In 2008, the Ontario Court of Appeal in TeleZone Inc v Attorney General (Canada), 2008 ONCA 892, decided that Grenier had in fact not been correctly decided, and that the Attorney General had not established that the plaintiff’s claim fell within s. 18 (para 94) of the FCA. In their view, s. 18 of the FCA is concerned with the remedies of prerogative writs and other extraordinary remedies, not simply relief by way of damages.

Essentially, the Federal Court has exclusive jurisdiction in matters pertaining to causes of action in administrative law, which are to be put for judicial review, but not contract or tort law, and certainly not constitutional law.

The Law

The SCC decided that the provincial superior court has jurisdiction over both McArthur’s claim for damages and the question of the constitutionality of Blakley’s segregation order.

Regarding McArthur’s claim for damages, while the issue of the lawfulness of Blackler’s segregation orders is in play, it is an element of a private law cause of action over which the provincial superior court has jurisdiction. “There is nothing in the federal legislation that says the provincial courts can only determine some – but not all – elements of his monetary claims against the Crown” (para 13). McArthur, then, does not have to seek judicial review of Blackler’s segregation order to make out his claim for damages.
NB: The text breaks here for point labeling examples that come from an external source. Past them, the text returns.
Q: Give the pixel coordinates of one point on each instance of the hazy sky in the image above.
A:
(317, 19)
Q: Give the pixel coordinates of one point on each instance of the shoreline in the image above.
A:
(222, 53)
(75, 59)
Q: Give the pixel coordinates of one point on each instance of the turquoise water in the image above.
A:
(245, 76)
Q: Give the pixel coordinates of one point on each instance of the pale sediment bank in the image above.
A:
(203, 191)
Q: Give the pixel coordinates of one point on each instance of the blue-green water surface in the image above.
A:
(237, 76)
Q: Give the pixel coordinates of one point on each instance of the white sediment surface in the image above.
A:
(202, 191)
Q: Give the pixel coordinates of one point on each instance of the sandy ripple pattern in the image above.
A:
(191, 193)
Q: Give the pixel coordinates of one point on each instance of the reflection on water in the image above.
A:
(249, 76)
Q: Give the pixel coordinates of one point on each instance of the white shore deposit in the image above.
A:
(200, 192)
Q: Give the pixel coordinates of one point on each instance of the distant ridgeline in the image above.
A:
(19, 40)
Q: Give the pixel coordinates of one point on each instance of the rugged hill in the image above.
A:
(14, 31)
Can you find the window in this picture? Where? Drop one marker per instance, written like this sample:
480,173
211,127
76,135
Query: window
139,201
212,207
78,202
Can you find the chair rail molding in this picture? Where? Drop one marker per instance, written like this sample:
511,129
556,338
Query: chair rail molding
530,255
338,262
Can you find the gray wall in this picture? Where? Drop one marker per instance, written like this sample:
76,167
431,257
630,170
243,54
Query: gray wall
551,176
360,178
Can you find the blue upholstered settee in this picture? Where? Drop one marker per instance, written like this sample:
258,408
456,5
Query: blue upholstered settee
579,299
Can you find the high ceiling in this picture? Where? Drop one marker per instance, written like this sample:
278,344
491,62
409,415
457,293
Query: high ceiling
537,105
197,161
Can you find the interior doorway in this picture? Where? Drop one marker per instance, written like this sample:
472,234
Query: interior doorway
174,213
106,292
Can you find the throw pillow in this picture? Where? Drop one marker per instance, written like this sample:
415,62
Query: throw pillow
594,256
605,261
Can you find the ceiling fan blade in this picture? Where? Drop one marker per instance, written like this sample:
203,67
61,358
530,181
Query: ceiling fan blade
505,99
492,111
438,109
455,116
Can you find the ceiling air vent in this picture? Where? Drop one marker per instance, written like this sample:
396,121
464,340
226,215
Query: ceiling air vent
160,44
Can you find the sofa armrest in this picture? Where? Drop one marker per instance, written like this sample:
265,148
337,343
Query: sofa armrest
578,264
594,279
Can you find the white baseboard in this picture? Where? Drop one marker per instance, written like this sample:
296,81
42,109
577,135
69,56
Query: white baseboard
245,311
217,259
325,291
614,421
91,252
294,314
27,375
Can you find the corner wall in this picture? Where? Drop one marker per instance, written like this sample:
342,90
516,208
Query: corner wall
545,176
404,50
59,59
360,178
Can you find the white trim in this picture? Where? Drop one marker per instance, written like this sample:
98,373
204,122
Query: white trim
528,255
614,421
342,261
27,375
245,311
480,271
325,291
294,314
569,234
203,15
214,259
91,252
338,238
Regarding the constitutional challenges, the Court held that the FCA “cannot operate to prevent provincial superior court scrutiny of the constitutionality of the conduct of federal officials” (para 14). While the Constitution authorizes the creation of additional of the Federal Court, that does not preclude the provincial superior court’s concurrent jurisdiction over the Constitution.

Looking at this case from the lens of access to justice, it is a good thing that the SCC has told the Federal Court that it’s not allowed to be the only one to decide matters of such national importance as challenges to the Crown. Had the SCC decided against McArthur, claimants seeking compensation for wrongs committed by the Crown would first have to seek an order declaring a decision unlawful before proceeding with a separate action for compensation. Given the costs involved in making a legal claim, this process would have functioned as a barrier to insulate the Crown from liability for its actions.  The mode adopted by the Court more readily holds the Crown liable for its wrongs.

If that’s the case, then Michiel McArthur – bank-robber, hostage-taker and three-time prison-escapee – has actually done the world some good.